DERK: One thing I see often with shades and lighting control is that an integrator goes through their pitch and explains all about the products, to which the customer responds, “Wow! This is great. I really want these motorized shades. I want lighting control for my house. How much does it cost?” Every dealer will say, “I need to count up loads, keypad locations, measure your windows, and then I’ll put a proposal together for you.” I guarantee you that after you leave and go start working on that proposal that the homeowner is meeting with the kitchen cabinet, pool, appliance, flooring, and other salespersons. All those people know how much their products cost. All of them help your client spend their budget that was earmarked for shading and lighting control. My number one recommendation is figure out on average what it costs to put a shade in a window. It doesn’t matter if it’s a small window or a large window, just get an average. That way when a customer asks, “How much does it cost?” you can respond immediately, “On average, it’s $2000 a window.” Right then, they’ll either commit and put that money aside versus spending it on other trades, or they’ll fall out of their chair. Now you’re not wasting your time running around the house measuring. Alternatively, they might say they can’t do the whole house. There’s still an opening there to steer the conversation. “Okay, how about the master bedroom and the living room?” Figure out what they’re willing to spend and focus on the important areas.

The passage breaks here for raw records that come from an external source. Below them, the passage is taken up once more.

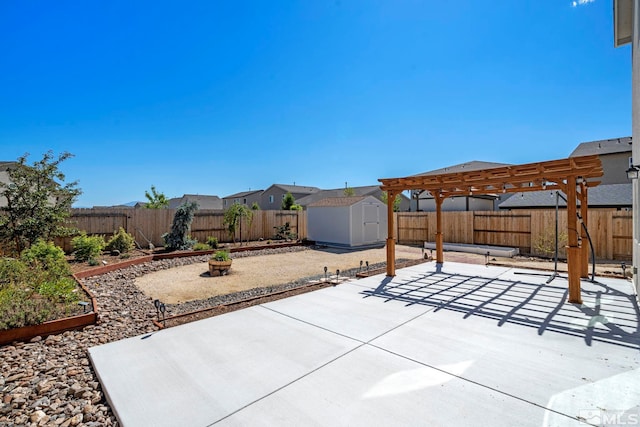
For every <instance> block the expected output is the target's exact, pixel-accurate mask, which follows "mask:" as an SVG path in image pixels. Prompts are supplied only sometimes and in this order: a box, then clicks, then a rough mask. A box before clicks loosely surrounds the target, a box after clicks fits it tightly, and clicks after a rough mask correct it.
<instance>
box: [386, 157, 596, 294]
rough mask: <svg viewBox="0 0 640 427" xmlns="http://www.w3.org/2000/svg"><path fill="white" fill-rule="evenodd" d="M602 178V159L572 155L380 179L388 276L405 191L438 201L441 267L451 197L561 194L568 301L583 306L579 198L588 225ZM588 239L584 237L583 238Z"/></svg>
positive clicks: (390, 271) (587, 255) (581, 260)
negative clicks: (578, 203) (560, 191)
mask: <svg viewBox="0 0 640 427" xmlns="http://www.w3.org/2000/svg"><path fill="white" fill-rule="evenodd" d="M602 175H603V170H602V163H601V161H600V158H599V157H598V156H583V157H570V158H567V159H560V160H551V161H546V162H538V163H528V164H523V165H514V166H499V167H495V168H491V169H484V170H474V171H468V172H452V173H443V174H437V175H431V174H426V175H413V176H408V177H404V178H381V179H379V181H380V182H381V183H382V185H381V186H380V188H381V189H382V190H384V191H386V192H387V194H388V204H387V209H388V221H387V224H388V233H387V275H388V276H394V275H395V265H394V260H395V241H394V239H393V230H394V225H393V200H394V199H395V197H396V196H397V195H398V194H400V193H401V192H402V191H405V190H417V191H420V192H423V191H428V192H429V193H431V195H432V196H433V198H434V200H435V203H436V213H437V222H436V224H437V231H436V254H437V259H436V262H437V263H438V264H440V265H441V264H442V263H443V261H444V256H443V250H442V247H443V242H444V240H443V236H442V218H441V216H442V209H441V208H442V202H443V201H444V200H445V199H446V198H448V197H454V196H469V195H481V194H496V193H520V192H530V191H544V190H549V191H553V190H560V191H562V192H563V193H565V194H566V196H567V200H568V201H567V211H568V218H569V221H568V229H567V232H568V247H567V261H568V267H569V301H570V302H581V297H580V276H586V275H587V274H588V252H587V250H586V249H587V248H586V245H582V247H581V246H580V240H581V239H583V238H584V237H585V232H584V230H582V227H580V224H579V221H578V216H577V200H578V199H579V200H580V203H581V218H582V222H584V223H585V225H586V221H587V202H588V200H587V192H588V191H587V189H588V188H589V187H594V186H596V185H598V184H600V182H599V181H595V180H594V179H595V178H598V177H601V176H602ZM583 240H584V239H583Z"/></svg>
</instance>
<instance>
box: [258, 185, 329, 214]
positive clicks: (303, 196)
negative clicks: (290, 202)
mask: <svg viewBox="0 0 640 427" xmlns="http://www.w3.org/2000/svg"><path fill="white" fill-rule="evenodd" d="M318 191H320V189H319V188H318V187H305V186H302V185H286V184H273V185H272V186H271V187H269V188H267V189H266V190H264V191H263V192H262V194H261V196H260V209H262V210H280V209H281V208H282V199H284V196H285V195H286V194H287V193H291V195H292V196H293V198H294V199H295V200H296V203H297V202H298V200H299V199H301V198H303V197H306V196H308V195H310V194H313V193H317V192H318Z"/></svg>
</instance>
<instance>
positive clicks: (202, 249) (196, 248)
mask: <svg viewBox="0 0 640 427" xmlns="http://www.w3.org/2000/svg"><path fill="white" fill-rule="evenodd" d="M209 249H211V248H209V245H207V244H206V243H196V244H195V245H193V250H194V251H208V250H209Z"/></svg>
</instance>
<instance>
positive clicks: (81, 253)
mask: <svg viewBox="0 0 640 427" xmlns="http://www.w3.org/2000/svg"><path fill="white" fill-rule="evenodd" d="M71 247H72V248H73V256H74V258H75V259H76V260H78V261H90V260H94V261H95V259H96V258H97V257H98V256H99V255H100V253H101V252H102V249H103V248H104V239H103V238H102V236H87V234H86V233H84V232H83V233H82V234H80V235H79V236H76V237H74V238H73V239H72V240H71Z"/></svg>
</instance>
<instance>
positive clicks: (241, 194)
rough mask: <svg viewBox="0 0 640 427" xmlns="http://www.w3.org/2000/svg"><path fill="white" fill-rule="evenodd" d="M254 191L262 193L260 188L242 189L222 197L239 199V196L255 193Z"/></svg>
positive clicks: (240, 197) (230, 198) (232, 198)
mask: <svg viewBox="0 0 640 427" xmlns="http://www.w3.org/2000/svg"><path fill="white" fill-rule="evenodd" d="M256 193H262V190H250V191H242V192H240V193H235V194H231V195H229V196H225V197H223V199H239V198H242V197H247V196H250V195H252V194H256Z"/></svg>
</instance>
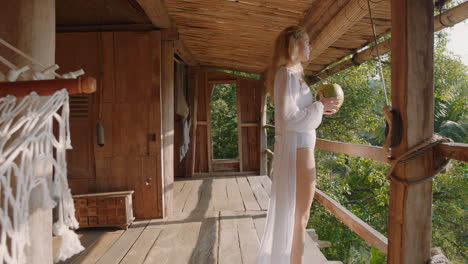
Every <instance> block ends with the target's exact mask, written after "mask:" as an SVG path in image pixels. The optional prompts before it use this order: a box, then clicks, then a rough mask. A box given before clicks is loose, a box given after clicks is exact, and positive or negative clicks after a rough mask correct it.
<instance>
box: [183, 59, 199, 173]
mask: <svg viewBox="0 0 468 264" xmlns="http://www.w3.org/2000/svg"><path fill="white" fill-rule="evenodd" d="M187 94H188V96H187V99H188V101H189V109H190V119H191V120H192V125H191V126H190V143H189V149H188V151H187V155H186V157H185V158H186V160H185V176H186V177H193V174H194V173H195V155H196V154H195V151H196V146H197V144H196V137H197V113H198V112H197V111H198V67H189V70H188V92H187Z"/></svg>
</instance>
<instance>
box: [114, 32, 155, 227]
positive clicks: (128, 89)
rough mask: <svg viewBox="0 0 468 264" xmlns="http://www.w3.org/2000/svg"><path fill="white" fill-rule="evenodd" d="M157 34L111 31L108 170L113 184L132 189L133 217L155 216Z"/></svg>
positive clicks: (144, 216) (120, 187)
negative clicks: (113, 63) (134, 209)
mask: <svg viewBox="0 0 468 264" xmlns="http://www.w3.org/2000/svg"><path fill="white" fill-rule="evenodd" d="M159 36H160V35H159V34H157V33H153V34H151V33H150V34H149V33H146V32H145V33H138V32H116V33H114V49H115V50H114V56H115V57H114V64H115V77H114V78H115V90H114V98H113V103H112V107H111V111H112V122H113V124H112V141H113V149H112V171H113V179H114V180H115V181H116V186H115V188H116V189H120V188H127V189H133V190H135V193H134V196H133V197H134V207H135V208H134V209H135V210H134V212H135V217H137V218H154V217H160V216H161V211H160V204H159V203H158V201H160V200H161V196H162V194H161V191H160V189H159V188H158V183H159V182H161V181H160V179H159V178H158V176H159V177H160V176H161V174H160V173H159V174H158V170H160V163H159V161H160V158H161V156H160V155H159V151H158V150H159V149H160V146H161V141H160V138H161V126H160V124H161V118H160V116H161V113H160V102H159V98H160V93H159V92H160V85H159V81H160V78H159V72H160V67H159V66H158V65H160V45H159V43H160V38H159Z"/></svg>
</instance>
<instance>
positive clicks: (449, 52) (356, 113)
mask: <svg viewBox="0 0 468 264" xmlns="http://www.w3.org/2000/svg"><path fill="white" fill-rule="evenodd" d="M434 35H435V43H434V97H435V111H434V118H435V123H434V130H435V132H436V133H439V134H441V135H443V136H445V137H449V138H451V139H453V140H454V141H455V142H462V143H468V133H467V130H468V97H467V94H468V66H467V65H464V64H463V63H462V61H461V60H460V57H458V56H457V55H454V54H453V53H451V52H449V51H448V50H447V42H448V33H447V32H446V31H440V32H437V33H435V34H434ZM390 61H391V56H390V55H389V54H385V55H383V56H382V57H381V62H382V67H383V73H384V81H385V84H386V89H387V93H386V94H387V98H388V102H391V94H390V86H391V84H390V73H391V70H390ZM378 69H379V67H378V61H377V60H372V61H368V62H366V63H363V64H361V65H359V66H353V67H351V68H348V69H347V70H344V71H342V72H340V73H338V74H335V75H334V76H331V77H329V78H327V79H326V80H323V81H327V82H331V83H338V84H340V85H341V87H342V88H343V90H344V93H345V101H344V104H343V106H342V107H341V109H340V111H339V112H338V113H336V114H334V115H331V116H324V118H323V121H322V124H321V125H320V127H319V128H318V129H317V137H319V138H323V139H328V140H334V141H342V142H350V143H359V144H367V145H375V146H382V144H383V142H384V139H385V132H384V131H385V120H384V117H383V114H382V107H383V106H384V105H386V100H385V92H384V90H383V85H382V80H381V78H380V77H379V71H378ZM227 72H230V73H235V74H239V75H243V76H248V77H252V78H256V79H259V78H260V76H258V75H255V74H248V73H240V72H233V71H227ZM319 85H320V83H317V84H314V85H312V86H311V87H310V88H311V90H312V92H313V93H314V94H315V91H316V89H317V88H318V86H319ZM235 89H236V87H235V85H231V84H223V85H217V86H216V87H215V89H214V92H213V96H212V98H211V109H212V110H211V111H212V112H211V113H212V129H213V131H212V137H213V153H214V157H215V158H236V157H237V155H238V153H237V111H236V103H235V102H236V98H235V97H236V92H235ZM273 111H274V106H273V105H272V104H271V103H270V102H268V114H267V116H268V122H267V123H268V124H273V125H274V118H273V117H274V112H273ZM273 145H274V131H272V130H269V131H268V148H270V149H273ZM316 166H317V184H318V185H317V187H318V188H319V189H321V190H322V191H324V192H325V193H327V194H328V195H329V196H331V197H332V198H333V199H335V200H336V201H338V202H339V203H340V204H342V205H343V206H345V207H346V208H348V209H349V210H350V211H352V212H353V213H354V214H355V215H357V216H358V217H359V218H361V219H362V220H363V221H365V222H366V223H368V224H369V225H371V226H372V227H374V228H375V229H376V230H378V231H379V232H381V233H382V234H384V235H386V236H387V231H388V230H387V218H388V206H389V182H388V181H387V180H386V178H385V175H386V172H387V170H388V168H389V166H388V165H387V164H383V163H380V162H375V161H371V160H368V159H364V158H357V157H352V156H348V155H344V154H337V153H332V152H327V151H322V150H319V149H316ZM467 169H468V164H467V163H463V162H458V161H451V162H450V165H449V169H448V170H447V172H446V173H444V174H440V175H438V176H437V177H436V178H435V179H434V181H433V238H432V239H433V240H432V246H433V247H441V248H442V250H443V251H444V253H445V255H446V256H447V257H448V258H449V259H450V260H451V261H452V262H453V263H468V258H467V252H468V250H467V242H468V228H467V225H466V223H467V216H466V209H467V201H468V198H467V197H468V174H467ZM308 228H313V229H315V230H316V232H317V234H318V235H319V238H320V239H321V240H326V241H330V242H331V244H332V246H331V247H328V248H324V249H322V252H323V253H324V254H325V256H326V257H327V259H330V260H340V261H342V262H343V263H353V264H354V263H356V264H358V263H359V264H360V263H371V264H380V263H386V255H385V254H383V253H382V252H380V251H379V250H377V249H376V248H373V247H371V246H369V245H368V244H367V243H366V242H365V241H364V240H363V239H361V238H360V237H359V236H358V235H356V234H355V233H354V232H353V231H351V230H350V229H349V228H348V227H347V226H345V225H344V224H342V223H341V222H340V221H339V220H338V219H337V218H336V217H335V216H334V215H332V214H331V213H330V212H328V210H326V209H324V208H323V207H322V206H321V205H320V204H319V203H318V202H316V201H314V202H313V204H312V208H311V215H310V220H309V224H308Z"/></svg>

SILLOWAY: One of the main things I preach is that shades shouldn’t be given away. It’s a huge profit center. Once you have a customer, you need to prolong the sale as much as you possibly can by being the trusted advisor. When I come into a project through an AV integrator, I have to sell, sure, but it’s so much easier. I don’t get price-checked. We charge a premium for everything that we do. We’re high-end. We’re working on a $350,000 shade project right now for a $22 million home.